Tips and Tricks

Start Small

Don’t try jumping straight into the deep end on this one! The Microsoft DirectX® 12 Work Graphs specification is large, complex, and nuanced. I strongly encourage you to build sandboxes and experiment with features to ensure that your mental model matches the GPUs behavior before you attempt to exercise those features in the wild.

The tools surrounding Work Graphs are also still in development. Work Graphs support for PIX is coming along very nicely, but there are still use cases that will break it. At this point, if you attempt to do things of significant complexity with Work Graphs… you may end up needing to build your own infrastructure to grab values from the GPU, and/or some additional tooling to mass-process or visualize those results.
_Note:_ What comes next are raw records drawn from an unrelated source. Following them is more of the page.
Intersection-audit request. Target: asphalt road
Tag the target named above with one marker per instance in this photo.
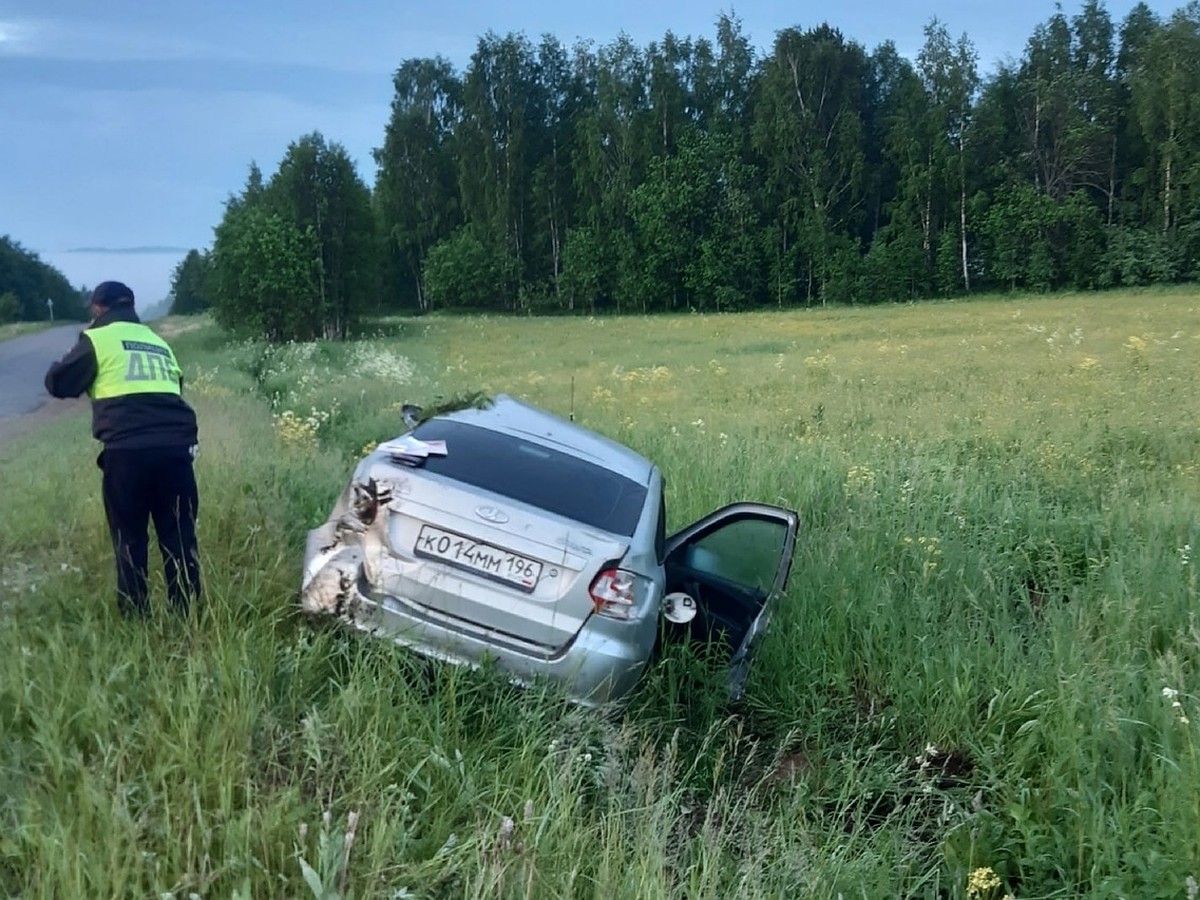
(23, 364)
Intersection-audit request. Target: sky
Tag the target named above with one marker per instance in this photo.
(125, 125)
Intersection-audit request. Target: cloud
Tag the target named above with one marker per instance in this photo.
(141, 251)
(16, 37)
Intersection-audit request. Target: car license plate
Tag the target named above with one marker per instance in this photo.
(478, 557)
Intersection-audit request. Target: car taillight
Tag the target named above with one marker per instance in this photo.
(615, 593)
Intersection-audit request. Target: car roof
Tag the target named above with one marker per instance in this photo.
(523, 420)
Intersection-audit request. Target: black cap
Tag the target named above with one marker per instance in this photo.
(112, 293)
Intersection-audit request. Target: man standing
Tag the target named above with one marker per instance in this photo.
(149, 443)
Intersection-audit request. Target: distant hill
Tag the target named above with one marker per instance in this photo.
(27, 283)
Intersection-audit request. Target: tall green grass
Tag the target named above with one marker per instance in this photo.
(995, 582)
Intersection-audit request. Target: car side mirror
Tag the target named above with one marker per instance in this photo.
(678, 607)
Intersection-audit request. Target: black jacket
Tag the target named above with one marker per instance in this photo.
(137, 421)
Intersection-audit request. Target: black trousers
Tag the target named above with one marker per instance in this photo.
(159, 484)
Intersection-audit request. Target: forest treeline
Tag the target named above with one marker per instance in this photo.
(699, 174)
(27, 283)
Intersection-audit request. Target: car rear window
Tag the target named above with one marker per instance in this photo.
(535, 474)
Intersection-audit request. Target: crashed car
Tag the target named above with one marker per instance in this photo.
(508, 533)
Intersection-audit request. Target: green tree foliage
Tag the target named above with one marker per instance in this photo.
(31, 282)
(693, 173)
(415, 195)
(267, 274)
(298, 257)
(191, 285)
(10, 307)
(466, 273)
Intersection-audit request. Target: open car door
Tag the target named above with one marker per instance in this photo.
(735, 564)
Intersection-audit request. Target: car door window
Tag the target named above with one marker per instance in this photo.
(744, 551)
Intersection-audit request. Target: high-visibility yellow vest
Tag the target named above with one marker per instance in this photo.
(132, 359)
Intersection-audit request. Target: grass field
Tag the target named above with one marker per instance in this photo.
(984, 682)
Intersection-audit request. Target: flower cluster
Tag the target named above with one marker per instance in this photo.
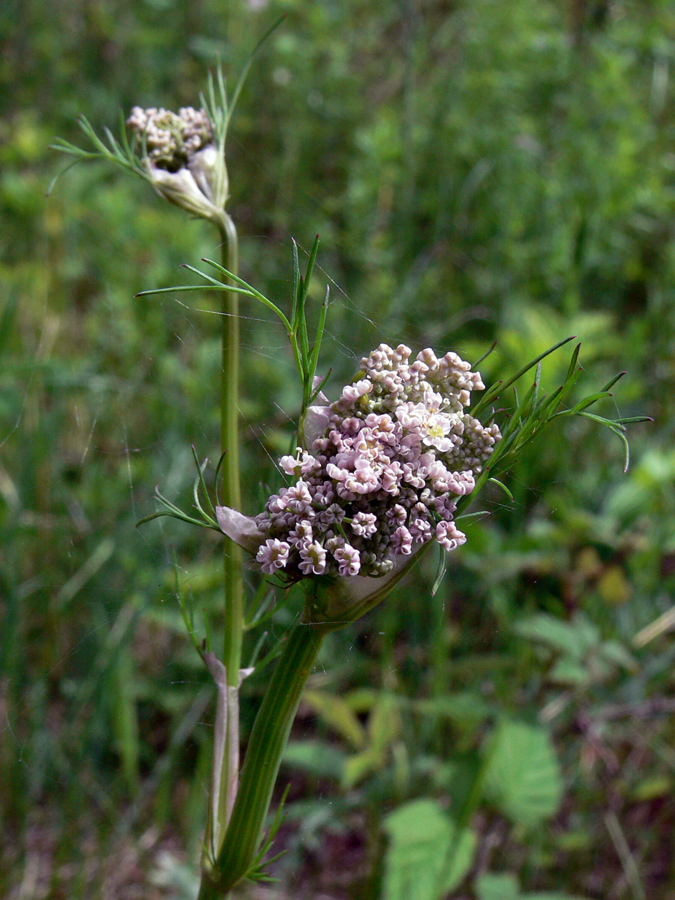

Referencing Work Graph Entrypoints by Name instead of by Index

In previous examples, we looked at selecting the desired Entrypoint as an index supplied when generating the D3D12_DISPATCH_GRAPH_DESC. This index-based referencing can be quite confusing… especially in an iterative environment where the index-based locations of specific entrypoints may change over time, or where multiple developers are working on a given piece of content and only one of them really knows which entrypoint was originally intended.

One solution to this problem is building a map from Entrypoint name to Entrypoint index. You can then wrap your DispatchGraph invocations such that you specify the name of your desired Entrypoints and look up the appropriate indices on-demand. This will improve collaboration and scalability.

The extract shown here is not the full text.